I am trying to find conditions for the invertibility of the matrix resulting from the convex combination of all possible permutation matrices of dimension $n \times n$ (to put it in context, and in case it helps, each of the permutation matrices identifies a different order in which an agent would rank n distinct alternatives), where:
- a permutation matrix is a square matrix for which each column/row has exactly one element equal to 1, and takes value zero elsewhere.
- a doubly stochastic matrix is a square matrix of non negative real numbers for which the row sum and the column sum is equal to 1
- a convex combination is a linear combination whose coefficients add up to 1
So for instance for $n=3$ the object of study would be: $$ \tau_{1}\left[\begin{array}{ccc} 1 & 0 & 0\\ 0 & 1 & 0\\ 0 & 0 & 1 \end{array}\right]+\tau_{2}\left[\begin{array}{ccc} 1 & 0 & 0\\ 0 & 0 & 1\\ 0 & 1 & 0 \end{array}\right]+\tau_{3}\left[\begin{array}{ccc} 0 & 1 & 0\\ 1 & 0 & 0\\ 0 & 0 & 1 \end{array}\right]+\tau_{4}\left[\begin{array}{ccc} 0 & 1 & 0\\ 0 & 0 & 1\\ 1 & 0 & 0 \end{array}\right]+\tau_{5}\left[\begin{array}{ccc} 0 & 0 & 1\\ 1 & 0 & 0\\ 0 & 1 & 0 \end{array}\right]+\tau_{6}\left[\begin{array}{ccc} 0 & 0 & 1\\ 0 & 1 & 0\\ 1 & 0 & 0 \end{array}\right] = \left[\begin{array}{ccc} \tau_1+\tau_2 & \tau_3+\tau_4 & \tau_5+\tau_6\\ \tau_3+\tau_5 & \tau_1+\tau_6 & \tau_2+\tau_4\\ \tau_4+\tau_6 & \tau_2+\tau_5 & \tau_1+\tau_3 \end{array}\right] $$ where $\sum_{i=1}^{6}\tau_{i}=1$ and $\tau_{i}\geq0$ for all $i=1,...,6$.

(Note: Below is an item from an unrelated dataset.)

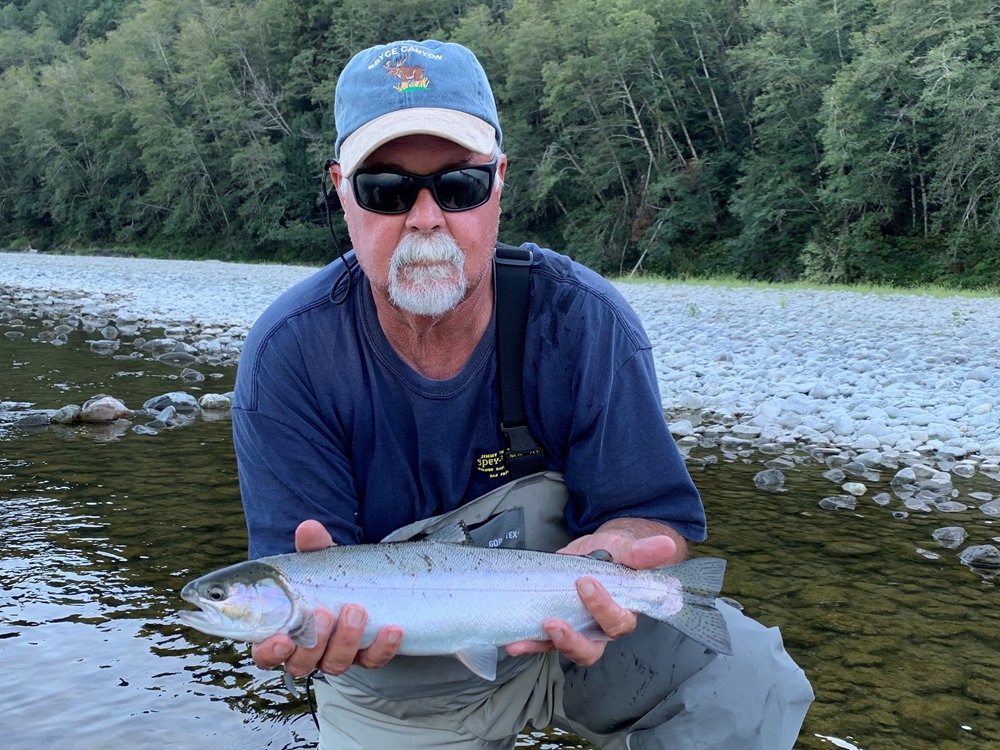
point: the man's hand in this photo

Of course I am looking for answers in the case of generic $n$.
Even conditions under which the resulting matrix is non-singular for a finite number of values would still do it for me.

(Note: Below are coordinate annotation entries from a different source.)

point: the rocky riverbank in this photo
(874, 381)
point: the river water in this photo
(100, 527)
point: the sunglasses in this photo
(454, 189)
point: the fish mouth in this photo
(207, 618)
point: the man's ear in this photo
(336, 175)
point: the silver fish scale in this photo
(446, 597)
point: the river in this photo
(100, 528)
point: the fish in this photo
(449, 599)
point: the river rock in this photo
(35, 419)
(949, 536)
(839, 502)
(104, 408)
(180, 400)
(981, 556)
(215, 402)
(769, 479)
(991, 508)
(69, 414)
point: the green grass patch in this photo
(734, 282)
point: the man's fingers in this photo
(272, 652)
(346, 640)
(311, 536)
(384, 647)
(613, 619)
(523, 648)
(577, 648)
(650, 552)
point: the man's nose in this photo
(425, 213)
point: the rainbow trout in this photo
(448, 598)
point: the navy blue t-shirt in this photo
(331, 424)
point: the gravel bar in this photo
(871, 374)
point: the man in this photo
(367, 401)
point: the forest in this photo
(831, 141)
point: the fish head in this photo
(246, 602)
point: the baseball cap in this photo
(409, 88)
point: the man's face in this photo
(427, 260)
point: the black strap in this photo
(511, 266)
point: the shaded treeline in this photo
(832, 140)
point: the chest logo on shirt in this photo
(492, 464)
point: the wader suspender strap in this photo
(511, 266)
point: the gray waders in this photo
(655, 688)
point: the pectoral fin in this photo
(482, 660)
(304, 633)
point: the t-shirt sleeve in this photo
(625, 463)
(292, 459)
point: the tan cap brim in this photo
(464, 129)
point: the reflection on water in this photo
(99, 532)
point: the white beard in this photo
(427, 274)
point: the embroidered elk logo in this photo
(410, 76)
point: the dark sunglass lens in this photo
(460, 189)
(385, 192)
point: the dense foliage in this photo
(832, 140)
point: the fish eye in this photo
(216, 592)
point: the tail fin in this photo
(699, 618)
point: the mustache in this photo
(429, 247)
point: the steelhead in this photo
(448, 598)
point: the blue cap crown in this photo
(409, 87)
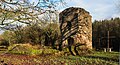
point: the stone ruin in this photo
(76, 27)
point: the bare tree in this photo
(24, 11)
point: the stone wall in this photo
(76, 23)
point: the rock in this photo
(76, 23)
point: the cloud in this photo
(99, 9)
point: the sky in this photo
(99, 9)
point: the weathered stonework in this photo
(76, 23)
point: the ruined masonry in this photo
(75, 23)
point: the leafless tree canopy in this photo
(25, 11)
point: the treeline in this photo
(100, 34)
(49, 34)
(46, 35)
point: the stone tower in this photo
(76, 25)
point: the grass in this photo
(48, 56)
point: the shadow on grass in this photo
(103, 58)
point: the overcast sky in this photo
(99, 9)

Is there a standard reference for this? I could not find any, but as I am not a mathematician I suspect it may be something really obvious that is dealt with e.g. in problem sets.
Thank you!
A simple condition for invertibility is strict diagonal dominance. In this case, changing notation so that you have $\tau_0,\tau_1,\dots,\tau_{n!-1}$ multiplying $P_0,\dots,P_{n!-1}$ with $P_0=I$, that condition reads $\tau_0>\sum_{i=1}^{n!-1} \tau_i$. This condition can be relaxed to allow you to arbitrarily permute rows; thus it is also sufficient to have any given $i$ with $\tau_i>\sum_{j \in \{ 0,1,\dots,n!-1 \},j \neq i} \tau_j$.

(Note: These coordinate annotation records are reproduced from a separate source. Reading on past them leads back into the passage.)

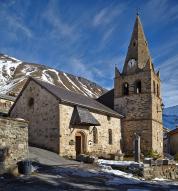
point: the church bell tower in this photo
(137, 96)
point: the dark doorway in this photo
(80, 143)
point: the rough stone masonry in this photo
(13, 142)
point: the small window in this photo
(154, 87)
(158, 90)
(31, 102)
(95, 135)
(125, 88)
(109, 118)
(138, 87)
(110, 136)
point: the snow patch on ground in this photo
(58, 78)
(74, 85)
(46, 77)
(90, 93)
(119, 163)
(28, 70)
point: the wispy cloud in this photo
(15, 24)
(169, 73)
(162, 11)
(60, 28)
(107, 14)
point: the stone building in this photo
(5, 103)
(13, 142)
(137, 95)
(173, 141)
(66, 122)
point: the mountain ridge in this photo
(14, 73)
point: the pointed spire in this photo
(158, 73)
(149, 65)
(117, 73)
(138, 47)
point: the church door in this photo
(79, 143)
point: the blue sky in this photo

This criterion is not at all comprehensive, but it does give you a decent-sized family of cases to work with. There are also non-invertible cases like $\begin{bmatrix} 1/2 & 1/2 \\ 1/2 & 1/2 \end{bmatrix}$ which are "right on the boundary" i.e. they have an $i$ with $\tau_i=\sum_{j \in \{ 0,1,\dots,n!-1 \},j \neq i} \tau_j$.